The second tab is the Connection Settings tab which allows you to specify the following connection settings:

  1. Job server URL: This is the HTTP/HTTPS URL under which the Spark Job Server WebUI can be reached. The default URL is http://localhost:8090/.

  2. Credentials: If you have activated user authentication, you need to enter a username and password here.

  3. Job timeout in seconds/Job check frequency: These settings specify how long a single Spark job can run before being considered failed, and, respectively, in which intervals the status of a job shall be polled.

create spark context tab2
Figure 2. Create Spark Context: Connection Settings tab

Create Spark Context via Livy node

This node connects to an Apache Livy server to create a new Spark context. This node is a preview and may change in future releases.

create spark context livy

This node requires access to a remote file system to exchange temporary files between KNIME and the Spark context (running on the cluster).
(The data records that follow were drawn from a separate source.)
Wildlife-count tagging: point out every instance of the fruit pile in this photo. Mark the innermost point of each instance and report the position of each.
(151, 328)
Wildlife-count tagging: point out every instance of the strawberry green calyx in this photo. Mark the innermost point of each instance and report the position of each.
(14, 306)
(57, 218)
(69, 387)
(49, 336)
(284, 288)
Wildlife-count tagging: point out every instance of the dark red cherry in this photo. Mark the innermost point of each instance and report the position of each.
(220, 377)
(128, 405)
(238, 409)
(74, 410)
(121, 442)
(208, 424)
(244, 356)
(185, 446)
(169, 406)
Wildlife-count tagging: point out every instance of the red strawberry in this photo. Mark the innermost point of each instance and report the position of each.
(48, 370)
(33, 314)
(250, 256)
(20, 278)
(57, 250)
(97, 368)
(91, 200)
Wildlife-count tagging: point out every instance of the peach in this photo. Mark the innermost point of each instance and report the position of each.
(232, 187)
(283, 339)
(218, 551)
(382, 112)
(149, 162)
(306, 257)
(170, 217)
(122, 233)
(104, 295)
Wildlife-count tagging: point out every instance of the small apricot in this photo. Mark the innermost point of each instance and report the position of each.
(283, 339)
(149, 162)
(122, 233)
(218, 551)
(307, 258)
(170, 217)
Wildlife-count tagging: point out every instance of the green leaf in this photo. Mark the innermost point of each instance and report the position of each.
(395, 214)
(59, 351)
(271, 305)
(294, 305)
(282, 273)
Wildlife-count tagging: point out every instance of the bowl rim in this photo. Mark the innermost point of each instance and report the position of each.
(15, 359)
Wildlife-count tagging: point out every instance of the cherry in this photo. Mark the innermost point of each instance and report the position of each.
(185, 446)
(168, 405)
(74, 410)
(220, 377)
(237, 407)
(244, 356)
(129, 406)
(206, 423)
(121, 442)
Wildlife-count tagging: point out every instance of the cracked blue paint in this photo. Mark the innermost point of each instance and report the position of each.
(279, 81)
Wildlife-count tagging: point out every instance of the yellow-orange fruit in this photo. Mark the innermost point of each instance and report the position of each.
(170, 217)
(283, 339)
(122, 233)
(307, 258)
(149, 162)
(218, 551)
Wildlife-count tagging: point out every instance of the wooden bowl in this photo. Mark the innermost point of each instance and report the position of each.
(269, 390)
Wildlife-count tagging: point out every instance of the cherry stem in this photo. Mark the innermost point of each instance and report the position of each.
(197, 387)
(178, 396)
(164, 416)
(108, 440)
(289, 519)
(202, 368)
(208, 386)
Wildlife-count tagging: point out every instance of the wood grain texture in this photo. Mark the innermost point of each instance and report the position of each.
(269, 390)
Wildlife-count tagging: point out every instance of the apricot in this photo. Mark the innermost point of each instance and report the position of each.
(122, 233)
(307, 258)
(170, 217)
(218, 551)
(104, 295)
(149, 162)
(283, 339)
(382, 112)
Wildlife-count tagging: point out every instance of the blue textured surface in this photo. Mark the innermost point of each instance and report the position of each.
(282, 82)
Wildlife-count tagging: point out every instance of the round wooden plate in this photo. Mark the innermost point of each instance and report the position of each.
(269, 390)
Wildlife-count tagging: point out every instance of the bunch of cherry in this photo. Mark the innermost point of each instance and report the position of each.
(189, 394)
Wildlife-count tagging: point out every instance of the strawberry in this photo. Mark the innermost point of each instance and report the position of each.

Supported file systems are:

  • HDFS, webHDFS and httpFS. Note that here KNIME must access the remote file system with the same user as Spark, otherwise Spark context creation fails. When authenticating with Kerberos against both HDFS/webHDFs/httpFS and Livy, then usually the same user will be used. Otherwise, this must be ensured manually.

  • Amazon S3 and Azure Blob Store, which is recommended when using Spark on Amazon EMR/Azure HDInsight. Note that for these file systems a staging area must be specified in the Advanced tab.

create spark context livy tab1

Its node dialog has two tabs. The first tab provides the most commonly used settings when working with Spark:

  1. Spark version: Please choose the Spark version of the Hadoop cluster you are connecting to.

  2. Livy URL: The URL of Livy including protocol and port e.g. http://localhost:8998/.

  3. Authentication: How to authenticate against Livy. Supported mechanism are Kerberos and None.

  4. Spark Executor resources: Sets the resources to be request for the Spark executors. If enabled, you can specify the amount of memory and the number of cores for each executor. In addition you can specify the Spark executor allocation strategy.

  5. Estimated resources: An estimation of the resources that are allocated in your cluster by the Spark context. The calculation uses default settings for memory overheads etc and is thus only an estimate. The exact resources might be different depending on your specific cluster settings.

create spark context livy tab2

The second tab provides the advanced settings that are sometimes useful when working with Spark:

  1. Override default Spark driver resources: If enabled, you can specify the amount of memory and number of cores to be allocated for the Spark driver process.

  2. Set staging area for Spark jobs: If enabled, you can specify a directory in the connected remote file system, that will be used to transfer temporary files between KNIME and the Spark context. If no directory is set, then a default directory will be chosen, e.g. the HDFS user home directory. However, if the remote file system is Amazon S3 or Azure Blob Store, then a staging directory must be provided.

  3. Set custom Spark settings: If enabled, you can specify additional Spark settings. A tooltip is provided for the keys if available. For further information about the Spark settings refer to the Spark documentation.

Destroy Spark Context node

Once you have finished your Spark job, you should destroy the created context to free up the resources your Spark Context has allocated on the cluster. To do so you can use the Destroy Spark Context node.

destroy spark context
Figure 3. The Destroy Spark Context node
simple spark workflow example
Figure 4. Simple example of a Spark workflow

Adapting default settings for the Create Spark Context node

The default settings of the Create Spark Context node can be specified via a preference page. The default settings are applied whenever the node is added to a KNIME workflow. To change the default settings, open File > Preferences > KNIME > Big Data > Spark and adapt them to your environment (see Create Spark Context node).

Proxy settings

If your network requires you to connect to Spark Job Server via a proxy, please open File > Preferences > Network Connections. Here you can configure the details of your HTTP/HTTPS/SOCKS proxies. Please consult the official Eclipse documentation on how to configure proxies.